Der Pädagoge, der zur Regionalgeschichte fand

Sabine Ehrentreich

Von Sabine Ehrentreich

Do, 05. Januar 2017

Lörrach

Hansjörg Noe wird am Freitag 75 Jahre alt / Geschichte verorten.

LÖRRACH. Hansjörg Noe, der am Dreikönigstag seinen 75. Geburtstag begeht, wird über Lörrach hinaus heute vor allem mit seinem Engagement für die Regionalgeschichte in Verbindung gebracht. Viele haben ihn in den vergangenen Jahren im Dreiländermuseum erlebt, wenn er Gruppen durch Ausstellungen führte; viele kennen und schätzen seinen Band mit Lörracher Zeitzeugenberichten und die Bücher, die die NS-Zeit in Steinen und Maulburg darstellen. Hansjörg Noe hält Vorträge und schreibt Beiträge für Publikationen – und immer ist sein Thema die Zeit des Nationalsozialismus.
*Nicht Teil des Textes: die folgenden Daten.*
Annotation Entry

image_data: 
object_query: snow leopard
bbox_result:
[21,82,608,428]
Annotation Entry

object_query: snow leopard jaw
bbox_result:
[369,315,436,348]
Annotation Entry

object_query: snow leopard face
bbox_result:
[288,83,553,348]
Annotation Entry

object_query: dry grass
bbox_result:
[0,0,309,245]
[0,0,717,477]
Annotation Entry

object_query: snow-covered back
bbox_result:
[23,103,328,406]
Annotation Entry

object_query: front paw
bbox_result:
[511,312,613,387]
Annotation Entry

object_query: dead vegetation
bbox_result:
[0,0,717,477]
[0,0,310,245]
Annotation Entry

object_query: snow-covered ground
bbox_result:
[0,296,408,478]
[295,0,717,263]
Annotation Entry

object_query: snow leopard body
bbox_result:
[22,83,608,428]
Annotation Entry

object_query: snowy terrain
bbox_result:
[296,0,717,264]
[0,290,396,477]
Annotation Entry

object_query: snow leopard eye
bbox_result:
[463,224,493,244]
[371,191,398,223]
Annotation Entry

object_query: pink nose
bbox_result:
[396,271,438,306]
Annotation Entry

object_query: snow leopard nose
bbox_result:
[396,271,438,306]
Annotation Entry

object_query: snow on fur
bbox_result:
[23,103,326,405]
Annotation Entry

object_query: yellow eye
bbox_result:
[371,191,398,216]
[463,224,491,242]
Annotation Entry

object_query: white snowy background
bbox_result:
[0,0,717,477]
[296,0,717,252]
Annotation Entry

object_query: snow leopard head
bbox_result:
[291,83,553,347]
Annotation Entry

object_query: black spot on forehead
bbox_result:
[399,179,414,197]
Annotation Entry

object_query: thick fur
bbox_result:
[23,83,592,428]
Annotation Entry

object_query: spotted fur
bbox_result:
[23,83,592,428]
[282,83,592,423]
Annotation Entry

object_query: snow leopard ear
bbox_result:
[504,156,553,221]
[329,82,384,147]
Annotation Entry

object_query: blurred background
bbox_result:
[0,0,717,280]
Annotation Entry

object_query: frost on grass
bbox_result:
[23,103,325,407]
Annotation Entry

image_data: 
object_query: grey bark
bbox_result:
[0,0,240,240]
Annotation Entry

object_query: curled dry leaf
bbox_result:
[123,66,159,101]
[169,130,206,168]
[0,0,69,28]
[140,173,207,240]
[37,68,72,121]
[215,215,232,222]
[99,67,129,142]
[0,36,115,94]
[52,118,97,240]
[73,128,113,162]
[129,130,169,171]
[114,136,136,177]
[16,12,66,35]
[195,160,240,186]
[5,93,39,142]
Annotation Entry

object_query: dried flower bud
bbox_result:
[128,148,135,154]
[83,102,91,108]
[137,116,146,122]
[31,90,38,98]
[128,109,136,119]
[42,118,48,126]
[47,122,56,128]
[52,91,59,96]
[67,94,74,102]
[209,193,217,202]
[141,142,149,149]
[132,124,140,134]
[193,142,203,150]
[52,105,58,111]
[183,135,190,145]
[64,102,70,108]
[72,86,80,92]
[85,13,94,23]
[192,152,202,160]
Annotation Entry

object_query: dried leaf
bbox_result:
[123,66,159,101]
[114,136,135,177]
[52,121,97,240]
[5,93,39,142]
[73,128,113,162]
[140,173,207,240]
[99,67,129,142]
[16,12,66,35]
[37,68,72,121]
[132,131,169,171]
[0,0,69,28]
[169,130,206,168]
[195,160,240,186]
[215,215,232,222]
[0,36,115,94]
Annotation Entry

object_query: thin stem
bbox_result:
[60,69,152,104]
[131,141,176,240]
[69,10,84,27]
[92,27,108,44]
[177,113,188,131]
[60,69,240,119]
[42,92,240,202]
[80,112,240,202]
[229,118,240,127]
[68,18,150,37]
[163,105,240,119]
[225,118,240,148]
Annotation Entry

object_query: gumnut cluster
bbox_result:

Warum? Sein Vater starb als Soldat, als der 1942 geborene Hansjörg noch ganz klein war. Als er in Lörrach Schüler am Hans-Thoma-Gymnasium war, endete der Geschichtsunterricht bei der Reichsgründung 1871. Viele Lehrer waren noch "mit dem Dritten Reich verwoben", formuliert Noe. "Mich beunruhigt zutiefst die rechte Gesinnung", sagt er – bis heute.
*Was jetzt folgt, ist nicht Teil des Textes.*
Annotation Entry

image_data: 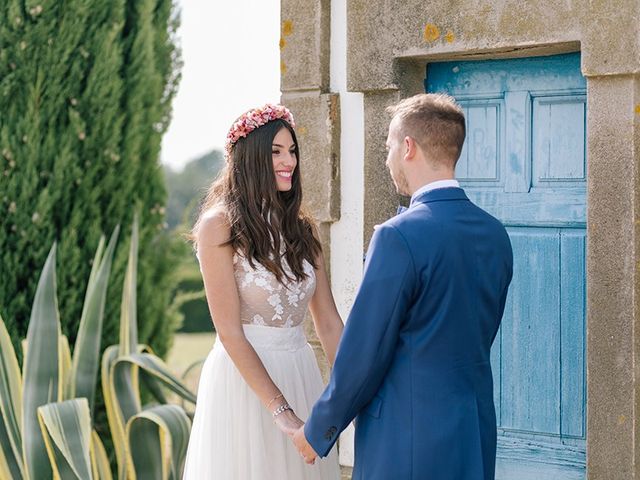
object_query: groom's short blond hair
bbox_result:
[387,93,466,167]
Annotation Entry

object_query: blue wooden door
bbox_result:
[425,53,586,480]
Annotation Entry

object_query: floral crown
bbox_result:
[224,103,296,160]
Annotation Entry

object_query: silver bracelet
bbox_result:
[271,403,293,418]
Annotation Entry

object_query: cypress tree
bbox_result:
[0,0,179,372]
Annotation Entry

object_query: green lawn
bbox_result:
[167,333,216,392]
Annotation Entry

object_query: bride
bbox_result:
[184,104,342,480]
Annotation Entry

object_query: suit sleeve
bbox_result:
[304,225,416,457]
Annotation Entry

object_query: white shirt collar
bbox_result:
[410,179,460,205]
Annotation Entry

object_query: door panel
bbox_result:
[425,53,586,480]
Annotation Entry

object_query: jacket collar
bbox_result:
[411,187,469,206]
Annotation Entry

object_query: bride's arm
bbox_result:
[309,249,344,365]
[197,210,302,433]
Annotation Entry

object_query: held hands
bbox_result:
[273,409,304,438]
[293,425,318,465]
[272,402,318,465]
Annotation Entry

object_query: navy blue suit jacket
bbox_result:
[304,188,513,480]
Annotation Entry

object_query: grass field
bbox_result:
[167,333,216,392]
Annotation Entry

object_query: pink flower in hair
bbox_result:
[224,103,295,159]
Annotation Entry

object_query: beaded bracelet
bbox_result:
[271,403,293,418]
[267,393,284,408]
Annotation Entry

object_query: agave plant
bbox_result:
[0,220,195,480]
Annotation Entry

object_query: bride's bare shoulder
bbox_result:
[196,205,231,246]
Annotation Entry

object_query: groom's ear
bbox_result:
[402,137,418,161]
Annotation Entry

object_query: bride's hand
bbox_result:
[274,410,304,437]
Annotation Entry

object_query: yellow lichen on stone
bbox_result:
[282,20,293,37]
[424,23,440,42]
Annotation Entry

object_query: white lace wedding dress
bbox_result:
[183,254,340,480]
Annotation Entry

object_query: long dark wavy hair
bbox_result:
[191,119,322,283]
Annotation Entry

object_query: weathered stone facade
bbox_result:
[281,0,640,479]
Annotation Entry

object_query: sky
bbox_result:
[161,0,280,170]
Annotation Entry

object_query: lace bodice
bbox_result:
[233,253,316,328]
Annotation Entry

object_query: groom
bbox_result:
[294,94,513,480]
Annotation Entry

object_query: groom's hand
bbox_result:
[293,426,318,465]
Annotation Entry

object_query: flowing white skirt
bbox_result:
[183,325,340,480]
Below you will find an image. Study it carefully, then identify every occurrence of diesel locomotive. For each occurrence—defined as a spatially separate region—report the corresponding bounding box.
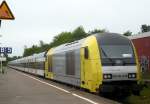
[8,33,141,93]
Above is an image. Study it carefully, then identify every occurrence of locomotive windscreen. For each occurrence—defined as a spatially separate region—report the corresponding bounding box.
[96,33,135,66]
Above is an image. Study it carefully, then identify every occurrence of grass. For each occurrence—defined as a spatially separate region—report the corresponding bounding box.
[123,72,150,104]
[123,83,150,104]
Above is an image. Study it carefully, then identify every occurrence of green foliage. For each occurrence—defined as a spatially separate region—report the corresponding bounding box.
[123,30,132,36]
[141,24,150,33]
[89,29,108,34]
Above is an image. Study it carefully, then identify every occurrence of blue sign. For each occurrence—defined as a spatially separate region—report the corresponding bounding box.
[0,47,12,54]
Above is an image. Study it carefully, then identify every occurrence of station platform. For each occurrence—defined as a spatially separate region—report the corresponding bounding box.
[0,68,118,104]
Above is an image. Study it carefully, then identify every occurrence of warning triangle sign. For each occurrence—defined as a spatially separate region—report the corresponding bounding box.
[0,1,15,20]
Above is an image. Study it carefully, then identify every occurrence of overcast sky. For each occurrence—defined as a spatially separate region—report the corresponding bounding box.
[0,0,150,56]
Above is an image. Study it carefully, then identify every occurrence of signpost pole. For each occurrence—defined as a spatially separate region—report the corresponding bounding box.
[0,54,3,73]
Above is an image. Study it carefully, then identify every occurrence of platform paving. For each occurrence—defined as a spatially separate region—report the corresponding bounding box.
[0,68,117,104]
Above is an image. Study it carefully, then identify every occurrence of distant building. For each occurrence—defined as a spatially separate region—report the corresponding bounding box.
[129,32,150,72]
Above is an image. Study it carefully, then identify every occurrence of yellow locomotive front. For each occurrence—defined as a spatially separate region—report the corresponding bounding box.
[81,33,140,94]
Hansjörg Noe ist gefesselt von Geschichte, aber kein studierter Historiker. Seine berufliche Karriere ist mit der Pädagogik verbunden. Zur Welt kam er im Rheinland in der Heimat des Vaters. 1944 floh die Mutter mit den Söhnen in Richtung ihrer Heimatstadt Freiburg und landete in Muggenbrunn, wo Hansjörg Noe auch heute einen Wohnsitz hat, neben der Adresse in Brombach. 1953 folgt der Umzug nach Lörrach, damit der Junge Abitur machen konnte. Für Hansjörg Noe schloss sich eine Ausbildung zum Volksschullehrer an, wie das damals noch hieß. Bad Säckingen und die Lörracher Albert-Schweitzer-Schule waren erste Dienststellen. Als "herausragendes Ereignis" hat Noe die Gründung der PH Lörrach in Erinnerung. Er wurde Ausbildungslehrer und Lehrbeauftragter – mit 26 Jahren und zusätzlich zum Lehrer-Deputat. Es drängte sich sonst niemand danach, erinnert er sich. Noe unterrichtete Theologie und Geschichte und war damit bei dem Thema, das ihn bis heute fesselt. Von Anfang an fand er die Ansatzpunkte vor der Haustür. "Geschichte muss verortet werden", ist Noe überzeugt.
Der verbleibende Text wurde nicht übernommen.